时渡又是一笑。虞照寒听到他说了声“好困啊”,就感觉到他的气息越来越近,接着一个烟灰色的脑袋就靠在了他肩膀上,不动了。
虞照寒蓦地僵住,四肢像刚装上去的,眼睛睁得比芝士还圆。
靠、靠过来了?真靠过来了?救……谁能救救他。
虞照寒仿佛被施展了定身术,一动不敢动,任由男生的呼吸洒在他的脖子和锁骨上。
怎么办,他要撤吗,撤了时渡会醒吗……话说时渡刚染完的头发居然没有染发膏的味道,只有一种淡淡的香橙清香,还怪好闻的。
在一阵胡思乱想中,虞照寒始终保持着最初的姿势。晚风病逝后,他已经好久没有和队友靠得这么近了。他都忘了和队友贴贴是什么感觉。
虞照寒想起了友谊赛后芝士和时渡的队友抱。时渡比芝士高了快二十厘米,芝士在他怀里很有小鸟依人的效果。而自己只比时渡矮七八厘米,时渡抱着他可能会觉得是大雕依人吧。
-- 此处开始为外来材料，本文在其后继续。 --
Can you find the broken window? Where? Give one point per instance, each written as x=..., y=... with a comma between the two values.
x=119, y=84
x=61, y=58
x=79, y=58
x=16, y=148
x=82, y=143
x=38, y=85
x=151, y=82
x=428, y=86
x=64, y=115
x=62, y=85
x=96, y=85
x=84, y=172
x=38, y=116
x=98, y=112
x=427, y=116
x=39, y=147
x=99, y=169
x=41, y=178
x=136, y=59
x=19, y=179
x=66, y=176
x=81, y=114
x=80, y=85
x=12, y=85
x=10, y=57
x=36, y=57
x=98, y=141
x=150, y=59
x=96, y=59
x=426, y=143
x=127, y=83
其实大雕也挺可爱的,就算他是雕,肯定也是最漂亮的雕。
……所以弟弟要睡到什么时候,他快撑不住了,肩膀好酸,后背发麻,小耳朵也快要烫掉了。
靠时渡自己醒他的肩膀肯定要废。虞照寒拿定主意,用一手拖住弟弟的脸颊,小心翼翼地往一边挪,脱身后双手抱住弟弟,将人放在了床上,最后盖上被子,盖得严严实实。
时渡睡得很熟,呼吸又轻又缓,烟灰色的额发散在一边,露出光洁的额头。
虞照寒欣赏了一会儿自己的杰作,还觉得不够。